Sometimes the best way for artists to keep pushing ahead is to remember who their people are – especially when they’re the ones they’ve known for ages and have been itching to work with from the very start. Stef Alexander and Andy Bothwell, respectively known as P.O.S and Astronautalis, have been making guest appearances on each other’s records for over ten years, and date their friendship back even further.
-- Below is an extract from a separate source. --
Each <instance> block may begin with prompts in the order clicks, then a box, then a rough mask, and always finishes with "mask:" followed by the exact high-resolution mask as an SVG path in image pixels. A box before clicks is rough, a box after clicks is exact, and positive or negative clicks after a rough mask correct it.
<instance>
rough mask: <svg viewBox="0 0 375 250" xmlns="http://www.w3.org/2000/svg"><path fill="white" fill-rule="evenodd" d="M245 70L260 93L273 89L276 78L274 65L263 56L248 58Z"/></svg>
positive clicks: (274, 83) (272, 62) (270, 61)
That makes a collaborative project like Four Fists both inevitable and necessary at the same time: it’s the team-up of two of Minneapolis’ most stylistically fearless artists, both of whom simultaneously inhabit the worlds of hip-hop and indie-punk in a way that the Twin Cities music community has always welcomed.
“This is something Stef and I have been working on and dreaming about since we became friends in 2004,” says Andy, who moved to Stef’s Minneapolis stomping grounds in 2011. Two years later, the first Four Fists 7″ offered up two sides of finger-clenching post-hardcore for hip-hop heads, showcasing their powers as MCs, vocalists, producers, and songwriters alike. But the span between 2013 and the new album’s creation saw a string of life changes, from Andy’s marriage to Stef’s struggles with kidney failure to the state of social justice in the world, that shifted both artists’ perspectives. Any eventual full-length Four Fists release would have to account for the artists growing from young-and-hungry firebrands into career musicians with increasingly adult outlooks.
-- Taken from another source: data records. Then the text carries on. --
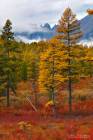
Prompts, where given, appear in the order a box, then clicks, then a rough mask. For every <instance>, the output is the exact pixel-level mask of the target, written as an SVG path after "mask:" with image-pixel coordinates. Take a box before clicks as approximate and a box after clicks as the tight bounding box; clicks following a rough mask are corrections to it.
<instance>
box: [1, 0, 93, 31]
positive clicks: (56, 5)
mask: <svg viewBox="0 0 93 140" xmlns="http://www.w3.org/2000/svg"><path fill="white" fill-rule="evenodd" d="M68 6H69V7H71V8H72V10H73V12H75V13H76V14H77V17H78V18H79V19H80V18H82V17H83V16H85V15H86V10H87V8H93V0H3V1H2V2H1V3H0V26H2V25H3V24H4V22H5V20H6V19H8V18H9V19H10V20H11V21H12V23H13V27H14V30H16V31H28V30H30V31H33V30H36V29H38V28H39V25H40V24H44V23H46V22H48V23H50V24H51V25H52V24H56V23H57V21H58V19H59V18H60V16H61V15H62V13H63V11H64V9H65V8H66V7H68Z"/></svg>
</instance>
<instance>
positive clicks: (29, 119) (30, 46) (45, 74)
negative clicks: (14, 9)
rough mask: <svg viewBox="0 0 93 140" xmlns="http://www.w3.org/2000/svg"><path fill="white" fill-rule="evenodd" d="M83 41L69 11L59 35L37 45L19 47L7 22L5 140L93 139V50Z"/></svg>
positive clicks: (80, 29)
mask: <svg viewBox="0 0 93 140" xmlns="http://www.w3.org/2000/svg"><path fill="white" fill-rule="evenodd" d="M82 36H83V33H82V31H81V28H80V23H79V21H78V19H77V18H76V15H75V14H74V13H73V11H72V10H71V9H70V8H67V9H65V11H64V13H63V15H62V17H61V18H60V20H59V21H58V25H57V35H56V36H54V37H53V38H52V39H50V40H46V41H39V42H38V43H37V42H34V43H31V44H27V43H24V42H21V41H20V42H18V41H17V40H16V39H15V37H14V33H13V32H12V23H11V21H10V20H9V19H8V20H7V21H6V23H5V25H4V27H3V29H2V34H1V36H0V118H1V121H0V122H1V123H2V120H3V119H4V120H3V121H4V124H2V125H0V130H2V131H1V132H0V140H14V139H15V140H44V139H45V140H72V139H70V136H72V138H73V137H78V138H80V136H81V138H82V139H83V136H86V137H87V140H92V139H93V132H92V130H93V126H92V125H93V46H90V47H88V46H84V45H83V44H80V43H79V41H80V38H81V37H82ZM87 115H89V117H88V116H87ZM85 116H86V117H85ZM3 117H5V118H3ZM84 117H85V119H84ZM65 118H66V119H67V120H65ZM77 118H78V119H77ZM66 121H67V122H66ZM66 123H67V124H68V125H66ZM85 123H86V125H85ZM88 123H89V124H88ZM7 125H8V129H7V130H6V128H5V127H7ZM52 127H53V128H52ZM54 128H55V130H54ZM5 131H6V132H7V133H5ZM49 131H51V134H49V133H50V132H49ZM3 132H4V134H3ZM8 132H9V133H8ZM6 138H7V139H6ZM84 140H85V139H84Z"/></svg>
But the duo hasn’t grown complacent – in fact, 6666 pools not just their talents but their experience to create a work that bristles with a collective tension. “It’s way easier working with friends,” says Stef. “It gets your juice moving quick. I think with what’s happened with our pairing, we have little chunks of each other that don’t come out in our own music.” That freed them up to build, tear down, rework, and upend their ideas, with the guiding hand of Dutch producer/remixer Subp Yao giving them the leeway to destroy their beats in order to make them even stronger. What that gave them is a sound that bumps hard while still seething with a certain determination, building off a mutual recognition of their strengths that bolsters their resolve. You can hear it in cuts like opener “Nobody’s Biz,” a backbreaking drumline run through with entreaties to action (“It’s fucked up, we all know it baby/the question is, why the fuck we waitin’?”), or the reflective chiptune burble of “G.D.F.R.” and its attempted reckoning with how these two artists even made it to where they are.
In other words, 6666 bangs, but in the service of something greater than entry-level defiance. There’s a vibe that seems to draw from the life of The Clash’s Joe Strummer, who’s namechecked more than once on the album as a young punk iconoclast growing into a reflective humanist. The protests still hold weight: cops threaten even the law-abiding, hustlers don’t do enough to spread the wealth, and there’s no point waiting for someone to save you. But amidst all the tension and anxiety that looms in the background, there’s the sense that everything runs on a secular version of the Serenity Prayer: focus on bettering the situations you can control, learn to help yourself and others in the situations you don’t, and give listeners the sounds they need to endure both.